Alexandre Dumas
Le Comte de Monte-Cristo
6 volumes
C. Lévy, 1889.

DEUXIÈME VOLUME

XIII
APPARITION. (cont.)

À cinq heures, Albert rentra ; il avait porté ses lettres de recommandation, avait des invitations pour toutes ses soirées et avait vu Rome.

Une journée avait suffi à Albert pour tout cela.

Et encore avait-il eu le temps de s’informer de la pièce qu’on jouait et des acteurs qui la joueraient.

La pièce avait pour titre : Parisina ; les acteurs avaient nom : Coselli, Moriani et la Spech.

Nos deux jeunes gens n’étaient pas si malheureux, comme on le voit : ils allaient assister à la représentation d’un des meilleurs opéras de l’auteur de Lucia di Lammermoor, joué par trois des artistes les plus renommés de l’Italie.

Albert n’avait jamais pu s’habituer aux théâtres ultramontains, à l’orchestre desquels on ne va pas, et qui n’ont ni balcons, ni loges découvertes ; c’était dur pour un homme qui avait sa stalle aux Bouffes et sa part de la loge infernale à l’Opéra.

Ce qui n’empêchait pas Albert de faire des toilettes flamboyantes toutes les fois qu’il allait à l’Opéra avec Franz : toilettes perdues ; car, il faut l’avouer à la honte d’un des représentants les plus dignes de notre fashion, depuis quatre mois qu’il sillonnait l’Italie en tous sens, Albert n’avait pas eu une seule aventure.

Albert essayait quelquefois de plaisanter à cet endroit ; mais au fond il était singulièrement mortifié, lui, Albert de Morcerf, un des jeunes gens les plus courus, d’en être encore pour ses frais. La chose était d’autant plus pénible que, selon l’habitude modeste de nos chers compatriotes, Albert était parti de Paris avec cette conviction qu’il allait avoir en Italie les plus grands succès, et qu’il viendrait faire les délices du boulevard de Gand du récit de ses bonnes fortunes.

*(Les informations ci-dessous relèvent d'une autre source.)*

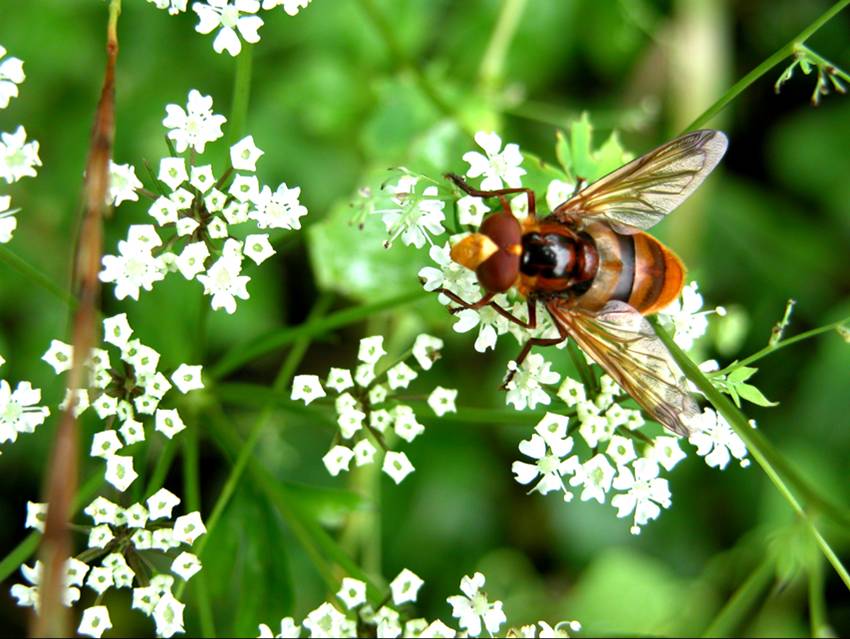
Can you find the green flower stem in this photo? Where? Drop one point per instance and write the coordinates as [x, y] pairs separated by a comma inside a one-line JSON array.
[[767, 350], [244, 353], [758, 446], [493, 62], [742, 602], [241, 94], [31, 273], [783, 52], [282, 380], [26, 549]]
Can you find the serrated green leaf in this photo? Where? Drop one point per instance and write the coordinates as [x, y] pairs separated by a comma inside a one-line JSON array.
[[754, 395]]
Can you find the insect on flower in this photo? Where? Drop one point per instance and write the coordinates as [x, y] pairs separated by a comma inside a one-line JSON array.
[[595, 271]]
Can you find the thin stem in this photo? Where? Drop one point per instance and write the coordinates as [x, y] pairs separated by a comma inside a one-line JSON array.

Hélas ! il n’en avait rien été : les charmantes comtesses génoises, florentines et napolitaines s’en étaient tenues, non pas à leurs maris, mais à leurs amants, et Albert avait acquis cette cruelle conviction, que les Italiennes ont du moins, sur les Françaises, l’avantage d’être fidèles à leur infidélité.

Je ne veux pas dire qu’en Italie, comme partout, il n’y ait pas des exceptions.

Et cependant Albert était non seulement un cavalier parfaitement élégant, mais encore un homme de beaucoup d’esprit ; de plus il était vicomte : vicomte de nouvelle noblesse, c’est vrai ; mais aujourd’hui qu’on ne fait plus ses preuves, qu’importe qu’on date de 1399 ou de 1815 ! Par-dessus tout cela il avait cinquante mille livres de rentes. C’était plus qu’il n’en faut comme on le voit, pour être à la mode à Paris. C’était donc quelque peu humiliant de n’avoir encore été sérieusement remarqué par personne dans aucune des villes où il avait passé.

Mais aussi comptait-il se rattraper à Rome, le carnaval étant, dans tous les pays de la terre qui célèbrent cette estimable institution, une époque de liberté où les plus sévères se laissent entraîner à quelque acte de folie. Or, comme le carnaval s’ouvrait le lendemain, il était fort important qu’Albert lançât son prospectus avant cette ouverture.

Albert avait donc, dans cette intention, loué une des loges les plus apparentes du théâtre, et fait, pour s’y rendre, une toilette irréprochable. C’était au premier rang, qui remplace chez nous la galerie. Au reste, les trois premiers étages sont aussi aristocratiques les uns que les autres, et on les appelle pour cette raison les rangs nobles.

Au reste cette loge, où l’on pouvait tenir à douze sans être serrés, avait coûté aux deux amis un peu moins cher qu’une loge de quatre personnes à l’Ambigu.

Albert avait encore un autre espoir, c’est que s’il arrivait à prendre place dans le cœur d’une belle Romaine, cela le conduirait naturellement à conquérir un posto dans la voiture, et par conséquent à voir le carnaval du haut d’un véhicule aristocratique ou d’un balcon princier.

Toutes ces considérations rendaient donc Albert plus sémillant qu’il ne l’avait jamais été. Il tournait le dos aux acteurs, se penchant à moitié hors de la loge et lorgnant toutes les jolies femmes avec une jumelle de six pouces de long.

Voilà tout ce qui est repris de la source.